Exome sequencing data management and variant filtering in azoospermic and testicular germ cell tumor patients
This program executes all the passages contained in the Krausz et al. pipeline for SNV and INDEL filtering. It takes in input .xlsx or .csv files obtained after exome sequencing data analysis and is aimed to find the rarest variants.
SNV_INDEL_filter_PV.py [-h] (-s SINGLE | -d DIRECTORY)
[-p PARALLEL] [-a AUX1] [-b AUX2] [-o OUTPUT]
Indicate a single file or a directory containing multiple files.
OPTIONS:
-h, --help show this help message and exit
-s SINGLE, --single SINGLE Path to a single INDEL or SNV file (debug mode)
-d DIRECTORY, --directory DIRECTORY Path to directory to elaborate
-p PARALLEL, --parallel PARALLEL Multiprocessing: Parallel degree number (default 2) unused in single mode
-a AUX1, --aux1 AUX1 Auxiliary data sheet containing SAMPLE as sample name and PHENOTYPE as diagnosis or ethnic labels column.

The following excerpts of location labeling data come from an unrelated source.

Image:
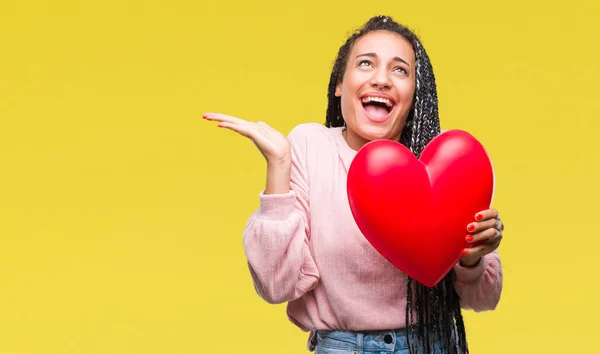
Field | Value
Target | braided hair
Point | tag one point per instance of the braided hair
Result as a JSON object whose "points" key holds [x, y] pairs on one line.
{"points": [[437, 309]]}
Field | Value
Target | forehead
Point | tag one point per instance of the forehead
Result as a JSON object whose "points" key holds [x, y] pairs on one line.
{"points": [[385, 44]]}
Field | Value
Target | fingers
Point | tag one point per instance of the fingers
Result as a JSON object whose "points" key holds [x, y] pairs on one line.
{"points": [[476, 227], [485, 236], [247, 130], [486, 215]]}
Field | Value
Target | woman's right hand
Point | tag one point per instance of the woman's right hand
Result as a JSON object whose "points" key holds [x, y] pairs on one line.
{"points": [[274, 146]]}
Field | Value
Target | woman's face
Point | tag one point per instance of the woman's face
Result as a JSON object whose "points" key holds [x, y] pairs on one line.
{"points": [[377, 88]]}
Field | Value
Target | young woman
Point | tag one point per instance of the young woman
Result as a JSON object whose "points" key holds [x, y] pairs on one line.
{"points": [[302, 244]]}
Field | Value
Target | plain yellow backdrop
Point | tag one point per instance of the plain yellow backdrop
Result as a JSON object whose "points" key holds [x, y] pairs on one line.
{"points": [[121, 211]]}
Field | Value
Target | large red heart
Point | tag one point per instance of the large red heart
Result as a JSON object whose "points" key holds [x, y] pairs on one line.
{"points": [[415, 212]]}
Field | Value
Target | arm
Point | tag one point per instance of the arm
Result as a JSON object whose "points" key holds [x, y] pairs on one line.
{"points": [[276, 237], [480, 287]]}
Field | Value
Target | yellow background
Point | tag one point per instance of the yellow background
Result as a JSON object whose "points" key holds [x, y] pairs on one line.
{"points": [[121, 211]]}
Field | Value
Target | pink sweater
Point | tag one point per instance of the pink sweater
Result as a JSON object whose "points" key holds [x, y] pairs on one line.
{"points": [[304, 248]]}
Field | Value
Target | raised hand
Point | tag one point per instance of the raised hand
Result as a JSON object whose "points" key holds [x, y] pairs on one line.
{"points": [[273, 145]]}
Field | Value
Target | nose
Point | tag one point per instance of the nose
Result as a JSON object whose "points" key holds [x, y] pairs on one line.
{"points": [[381, 79]]}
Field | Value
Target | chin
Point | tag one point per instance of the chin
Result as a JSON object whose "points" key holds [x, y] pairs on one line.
{"points": [[370, 131]]}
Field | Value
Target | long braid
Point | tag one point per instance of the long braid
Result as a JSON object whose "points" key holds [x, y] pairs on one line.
{"points": [[437, 309]]}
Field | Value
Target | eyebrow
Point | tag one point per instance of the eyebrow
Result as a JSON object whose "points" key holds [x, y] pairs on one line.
{"points": [[373, 55]]}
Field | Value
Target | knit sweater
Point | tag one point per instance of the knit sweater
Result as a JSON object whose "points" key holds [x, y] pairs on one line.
{"points": [[304, 248]]}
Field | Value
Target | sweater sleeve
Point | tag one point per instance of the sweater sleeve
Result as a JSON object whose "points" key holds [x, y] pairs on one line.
{"points": [[276, 237], [480, 287]]}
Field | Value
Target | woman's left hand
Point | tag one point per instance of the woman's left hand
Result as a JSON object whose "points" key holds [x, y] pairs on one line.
{"points": [[485, 234]]}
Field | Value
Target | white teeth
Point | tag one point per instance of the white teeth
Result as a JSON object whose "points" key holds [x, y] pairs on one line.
{"points": [[377, 99]]}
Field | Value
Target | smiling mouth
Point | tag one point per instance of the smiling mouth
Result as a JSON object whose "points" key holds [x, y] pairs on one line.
{"points": [[377, 108]]}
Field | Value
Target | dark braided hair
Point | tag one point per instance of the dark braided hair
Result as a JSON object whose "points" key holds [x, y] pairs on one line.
{"points": [[437, 309]]}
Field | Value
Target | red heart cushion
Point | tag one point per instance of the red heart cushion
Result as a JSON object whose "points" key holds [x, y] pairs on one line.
{"points": [[415, 212]]}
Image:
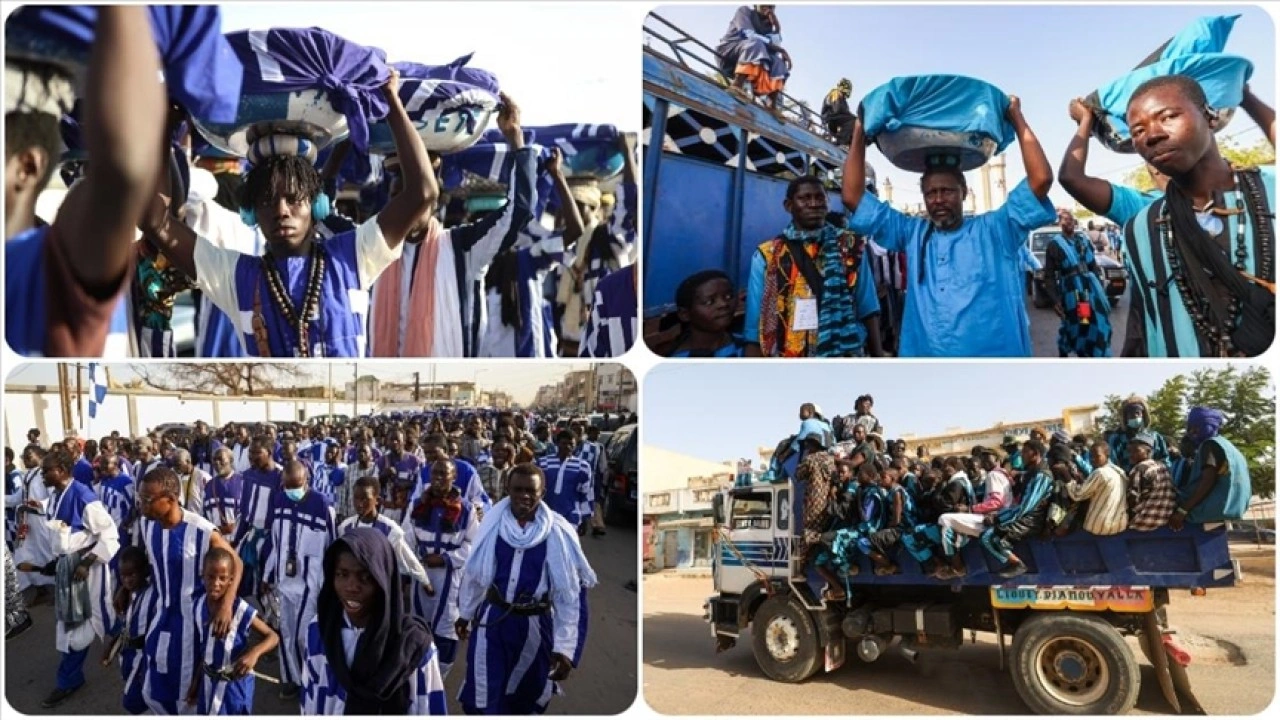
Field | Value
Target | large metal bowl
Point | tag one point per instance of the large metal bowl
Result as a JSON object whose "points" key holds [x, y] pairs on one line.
{"points": [[306, 113], [909, 146]]}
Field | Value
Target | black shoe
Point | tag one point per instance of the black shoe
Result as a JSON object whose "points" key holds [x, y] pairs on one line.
{"points": [[59, 696], [18, 629]]}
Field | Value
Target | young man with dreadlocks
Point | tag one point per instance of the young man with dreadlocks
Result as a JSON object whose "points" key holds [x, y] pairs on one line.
{"points": [[302, 297], [1202, 258]]}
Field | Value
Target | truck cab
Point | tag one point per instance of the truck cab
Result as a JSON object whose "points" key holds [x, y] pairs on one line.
{"points": [[1066, 618]]}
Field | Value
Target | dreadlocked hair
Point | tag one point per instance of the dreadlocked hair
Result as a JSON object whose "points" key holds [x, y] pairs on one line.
{"points": [[503, 276], [280, 176], [23, 131]]}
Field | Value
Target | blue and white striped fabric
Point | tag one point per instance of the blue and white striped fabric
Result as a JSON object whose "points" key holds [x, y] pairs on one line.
{"points": [[144, 609], [292, 59], [297, 534], [568, 487], [200, 69], [508, 655], [97, 387], [223, 697], [323, 695], [327, 479], [440, 610], [615, 323], [177, 557]]}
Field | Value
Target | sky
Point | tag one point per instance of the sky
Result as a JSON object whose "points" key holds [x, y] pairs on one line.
{"points": [[1043, 54], [721, 411], [520, 379], [554, 71]]}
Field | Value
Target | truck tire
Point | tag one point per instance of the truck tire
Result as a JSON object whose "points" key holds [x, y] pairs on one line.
{"points": [[785, 641], [1066, 664]]}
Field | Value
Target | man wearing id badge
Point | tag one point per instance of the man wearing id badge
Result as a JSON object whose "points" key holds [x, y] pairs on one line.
{"points": [[810, 292]]}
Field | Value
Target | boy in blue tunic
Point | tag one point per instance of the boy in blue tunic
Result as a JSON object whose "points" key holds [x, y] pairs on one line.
{"points": [[223, 683], [964, 287], [63, 281], [304, 297], [1202, 258]]}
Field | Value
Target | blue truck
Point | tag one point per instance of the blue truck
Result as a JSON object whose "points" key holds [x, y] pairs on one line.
{"points": [[1066, 618], [714, 168]]}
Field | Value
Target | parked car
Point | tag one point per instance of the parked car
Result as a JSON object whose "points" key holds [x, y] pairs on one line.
{"points": [[620, 490], [1115, 277]]}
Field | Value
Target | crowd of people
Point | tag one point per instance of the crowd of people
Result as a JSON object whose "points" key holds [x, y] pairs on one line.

It is a CSV file format.
E.g.
SAMPLE,PHENOTYPE
A731RV,AZO
B732RV,AZO
C733RV,CRTL
-b AUX2, --aux2 AUX2 Auxiliary directory containing OMIM genes classification (e.g. D/r).
-o OUTPUT, --output OUTPUT Path to output directory. (default ./)
-pikt --pathogenicIndexThreshold Pathogenic Index threshold. It retains SNV with an IP >= the user imposed threshold. If zero, this filter is disabled. (default >= 0.7).
-ihAF --inHouseAlleleFrequency In House Allele Frequency Threshold. It retains SNV and INDEL with an inHouse AF <= the user imposed threshold. If one, this filter is DISABLED. (default <= 0.01)
-v, --verification It verifies whether each sample in sample sheet has files (SNV, INDEL) in input directory
Warning:
the file name must have the following format
{SAMPLE}.{SNV|INDEL}.{something_else}.{xlsx|xls|csv|csv.gz|csv.gzip}
E.g.
A731RV.SNV.FINAL.xlsx
AF_recalculation.csv: file containing alleles for AF recalculation
PHENOA/
/SNV/
filtered SNV for each sample
/INDEL/
filtered INDEL for each sample
PHENOA_INDEL_filtered.csv: Filtered INDELs for all the samples belonging to the PHENOA phenotype;
PHENOA_SNV_filtered.csv: Filtered SNVs for all the samples belonging to the PHENOA phenotype;
PHENOA_RECESSIVE.csv: homozygous, putative composite Heterozygous and X-linked variants crossed against OMIM recessive genes list. HET column has the ‘pC-HET’ value indicating the putative composite Heterozygous;
PHENOA_DOMINANT.csv: heterozygous crossed against OMIM dominant genes list;
PHENOA_noDOM_noREC.csv: Variants of genes without an OMIM dominant|recessive annotation. HET column has the ‘pC-HET’ value indicating the putative composite Heterozygous;
PHENOA_genes4GO.txt: Non redundant list of dominant and recessive genes contained in PHENOA_RECESSIVE.csv and PHENOA_DOMINANT.csv useful for the Gene Ontology analysis;
You can test the program by using at least 50 samples.
First, try to check sample sheet with the following command:
SNV_INDEL_filter_PV.py\
-d ./test/esomi_prova\
-a ./test/esomi_prova_data_sheet.csv\
-b ./script/OMIM_30_07_22/\
-v
Then, if the data sheet is correctly checked you can launch
SNV_INDEL_filter_PV.py\
-d ./test/esomi_prova\
-p 20
-a ./test/esomi_prova_data_sheet.csv\
-b ./script/OMIM_30_07_22/\
-pikt 0.7
-o ./test/esomi_prova_test
After rehearsal, you should observe the obtained data to find problems, if present.
Then you can execute the script for the analysis of the entire samples ensemble.